Biografie[Bearbeiten | Quelltext bearbeiten]

Hess war der Sohn eines Fabrikdirektors. Nach dem Abitur studierte er seit 1904 Medizin an der Universität München, der Universität Kiel und der Universität Heidelberg. Dort wurde er 1909 zum Doktor der Medizin promoviert. Danach absolvierte er seine Weiterbildung bei Paul Morawitz an der Medizinischen Universitäts-Poliklinik in Freiburg (1910–1912), bei Ernst Moro an der Universitäts-Kinderklinik in Heidelberg (1912/13) sowie von 1913 bis 1916 bei Bruno Salge an der Universitäts-Kinderklinik in Straßburg. Seine wissenschaftlichen Schwerpunkte waren die Physiologie der Magenverdauung des Säuglings und die Differentialdiagnose der Leukozytose. 1916 habilitierte er im Fach Kinderheilkunde und wurde Oberarzt bei Bruno Salge in Straßburg, bis 1918. Danach war er in Würzburg, Frankfurt am Main und Essen, sowie von 1922 bis 1928 als Leiter des Städtischen Säuglingskrankenhauses Mannheim beschäftigt.

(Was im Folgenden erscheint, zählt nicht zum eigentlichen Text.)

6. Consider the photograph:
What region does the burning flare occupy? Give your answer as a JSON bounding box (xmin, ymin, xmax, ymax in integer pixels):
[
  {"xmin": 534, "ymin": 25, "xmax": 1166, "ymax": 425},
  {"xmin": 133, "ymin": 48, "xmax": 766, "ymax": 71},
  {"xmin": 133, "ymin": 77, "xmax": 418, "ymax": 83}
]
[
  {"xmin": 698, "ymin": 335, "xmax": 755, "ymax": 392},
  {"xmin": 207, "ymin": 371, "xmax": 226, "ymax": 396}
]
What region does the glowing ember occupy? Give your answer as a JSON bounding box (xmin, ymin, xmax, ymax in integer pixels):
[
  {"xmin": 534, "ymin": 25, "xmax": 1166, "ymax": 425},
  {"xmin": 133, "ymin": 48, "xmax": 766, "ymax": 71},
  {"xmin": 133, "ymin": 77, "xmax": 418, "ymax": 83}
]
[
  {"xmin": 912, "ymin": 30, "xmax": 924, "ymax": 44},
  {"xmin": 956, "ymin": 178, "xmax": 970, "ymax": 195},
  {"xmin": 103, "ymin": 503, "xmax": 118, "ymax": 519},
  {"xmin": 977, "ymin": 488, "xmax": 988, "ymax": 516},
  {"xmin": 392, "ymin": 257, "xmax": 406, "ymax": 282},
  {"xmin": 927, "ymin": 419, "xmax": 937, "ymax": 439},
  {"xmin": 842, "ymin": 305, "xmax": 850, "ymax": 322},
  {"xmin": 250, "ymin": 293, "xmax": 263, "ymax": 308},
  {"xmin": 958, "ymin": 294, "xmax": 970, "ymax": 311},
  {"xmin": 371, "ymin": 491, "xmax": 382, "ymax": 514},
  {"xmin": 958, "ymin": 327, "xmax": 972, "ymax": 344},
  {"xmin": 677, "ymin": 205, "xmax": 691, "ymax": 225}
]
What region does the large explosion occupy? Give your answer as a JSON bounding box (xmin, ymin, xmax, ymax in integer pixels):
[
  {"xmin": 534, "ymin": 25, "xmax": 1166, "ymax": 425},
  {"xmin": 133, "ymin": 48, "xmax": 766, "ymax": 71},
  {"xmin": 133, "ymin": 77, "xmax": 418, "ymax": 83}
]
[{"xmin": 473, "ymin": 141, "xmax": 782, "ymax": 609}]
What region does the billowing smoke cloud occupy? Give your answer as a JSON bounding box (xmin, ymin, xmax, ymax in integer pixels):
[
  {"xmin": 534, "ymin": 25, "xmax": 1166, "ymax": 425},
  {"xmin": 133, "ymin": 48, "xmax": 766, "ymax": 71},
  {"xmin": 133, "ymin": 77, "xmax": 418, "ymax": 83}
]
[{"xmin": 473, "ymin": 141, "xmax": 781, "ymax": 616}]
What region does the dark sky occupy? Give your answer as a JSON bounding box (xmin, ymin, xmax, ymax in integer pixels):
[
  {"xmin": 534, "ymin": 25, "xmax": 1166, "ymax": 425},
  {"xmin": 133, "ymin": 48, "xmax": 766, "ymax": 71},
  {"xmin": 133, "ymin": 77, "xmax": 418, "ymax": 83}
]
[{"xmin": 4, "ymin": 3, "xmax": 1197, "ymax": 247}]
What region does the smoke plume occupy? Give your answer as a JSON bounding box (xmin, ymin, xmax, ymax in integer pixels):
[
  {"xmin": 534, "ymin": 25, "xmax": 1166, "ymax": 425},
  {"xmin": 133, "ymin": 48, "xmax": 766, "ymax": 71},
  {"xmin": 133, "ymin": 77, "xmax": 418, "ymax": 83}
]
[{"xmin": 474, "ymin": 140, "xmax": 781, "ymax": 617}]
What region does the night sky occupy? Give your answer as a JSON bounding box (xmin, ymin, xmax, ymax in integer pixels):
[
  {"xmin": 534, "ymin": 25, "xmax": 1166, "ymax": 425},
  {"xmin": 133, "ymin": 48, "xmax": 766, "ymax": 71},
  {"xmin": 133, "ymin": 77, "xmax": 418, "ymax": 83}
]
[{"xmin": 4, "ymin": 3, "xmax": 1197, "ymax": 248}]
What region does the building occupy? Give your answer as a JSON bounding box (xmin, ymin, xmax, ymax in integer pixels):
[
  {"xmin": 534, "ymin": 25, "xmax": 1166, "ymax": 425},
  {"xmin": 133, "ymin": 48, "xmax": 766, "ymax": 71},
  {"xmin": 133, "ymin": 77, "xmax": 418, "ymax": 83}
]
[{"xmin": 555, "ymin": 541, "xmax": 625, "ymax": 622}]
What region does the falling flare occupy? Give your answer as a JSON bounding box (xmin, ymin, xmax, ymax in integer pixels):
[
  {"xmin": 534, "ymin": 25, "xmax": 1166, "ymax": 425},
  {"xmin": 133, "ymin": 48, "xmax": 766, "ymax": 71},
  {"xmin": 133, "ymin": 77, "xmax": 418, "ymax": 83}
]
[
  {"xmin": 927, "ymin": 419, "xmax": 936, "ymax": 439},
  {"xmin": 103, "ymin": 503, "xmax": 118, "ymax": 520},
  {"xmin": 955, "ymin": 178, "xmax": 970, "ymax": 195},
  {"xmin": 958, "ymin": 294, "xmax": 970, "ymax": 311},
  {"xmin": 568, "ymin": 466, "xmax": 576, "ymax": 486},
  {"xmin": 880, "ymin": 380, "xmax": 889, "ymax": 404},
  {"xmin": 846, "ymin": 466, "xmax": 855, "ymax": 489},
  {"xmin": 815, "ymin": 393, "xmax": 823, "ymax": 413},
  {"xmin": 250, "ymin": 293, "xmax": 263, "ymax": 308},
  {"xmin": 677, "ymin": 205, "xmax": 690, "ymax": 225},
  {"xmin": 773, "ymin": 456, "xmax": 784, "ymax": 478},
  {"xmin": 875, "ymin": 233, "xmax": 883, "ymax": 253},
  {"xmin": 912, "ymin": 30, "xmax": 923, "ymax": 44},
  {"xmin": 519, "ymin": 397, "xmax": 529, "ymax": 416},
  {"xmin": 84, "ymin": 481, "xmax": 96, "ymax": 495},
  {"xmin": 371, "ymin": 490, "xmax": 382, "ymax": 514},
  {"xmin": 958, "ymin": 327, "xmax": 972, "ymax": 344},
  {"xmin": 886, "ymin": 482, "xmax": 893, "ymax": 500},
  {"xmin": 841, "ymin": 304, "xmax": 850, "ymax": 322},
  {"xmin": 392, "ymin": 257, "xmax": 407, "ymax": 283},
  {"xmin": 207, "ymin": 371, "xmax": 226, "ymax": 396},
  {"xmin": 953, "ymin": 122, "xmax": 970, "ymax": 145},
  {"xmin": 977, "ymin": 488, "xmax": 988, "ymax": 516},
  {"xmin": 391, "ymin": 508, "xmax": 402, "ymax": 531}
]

1928 erhielt er die Position des leitenden Arztes der Kinderabteilung an den Krankenanstalten Bremen (heute Klinikum Bremen-Mitte). Beim Bau einer großen neuen Kinderklinik seit 1929 war er fachlicher Berater. In dieser Zeit gründete er eine Schwesternschaft und eine Pflegeschule. Am 31. Dezember 1933 wurde er vom NSDAP-Senat der Freien Hansestadt Bremen zwangsweise in den Ruhestand versetzt, als „jüdischer Mischling 1. Grades“ gemäß §3 (Arierparagraph) des NS-Gesetzes zur Wiederherstellung des Berufsbeamtentums vom 7. April 1933. (Seine evangelisch getaufte Mutter hatte jüdische Eltern). Daraufhin ließ er sich als Kinderarzt in Bremen nieder und war seit 1939 zur Behandlung von Kassenpatienten zugelassen. Noch 1934 gehörte er der Deutschen Gesellschaft für Kinderheilkunde (DGfK) an, deren Vorstand unter Leitung von Karl Stolte bei der „Gleichschaltung“ der DGfK die Geltung des Arierparagraphen abgelehnt hatte.[1]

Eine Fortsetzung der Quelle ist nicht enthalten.